Social justice will most likely involve systemic change and therefore require action by government both in terms of legal provision and the granting of financial resources. In other words, redistribution and changed priorities. Truth must speak to power so it is useless to direct campaigns at those without power. Campaigns have to be honed to hit the target, usually ministers and members of the ruling political party.
The problem is that too many faith and secular organisations, passionate and dedicated as they are to advancing social justice, are too polite and ineffective in their campaigning. You have to get under the skin, be a nuisance, keep pressing, to have any chance of success. Polite letters, petitions, learned dissertations, social media, detailed reports of themselves do not produce change. There has to be a catalyst to persuade those in power to make changes.

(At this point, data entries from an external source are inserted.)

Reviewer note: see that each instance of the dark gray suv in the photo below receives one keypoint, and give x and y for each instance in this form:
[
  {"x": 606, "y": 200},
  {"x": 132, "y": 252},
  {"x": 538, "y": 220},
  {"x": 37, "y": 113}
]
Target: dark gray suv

Work out who are the relevant ministers and members of parliament, demonstrate outside their constituency offices, go to their surgeries. Keep the local press and other social media informed of your campaign and the reactions you receive: keep them onside. Above all be a confounded nuisance should early contact be unproductive. Be prepared for the long haul. Be seen, keep your campaign in the public eye.
I wish national faith and secular organisations would work together and coordinate local action. I do not hold much store by big national demonstrations: for the most part they do not result in the change desired by the demonstrators.
My final thought is make sure the campaign is positive: seek social justice for the people you wish to support. What matters is what you are for, not what you are against.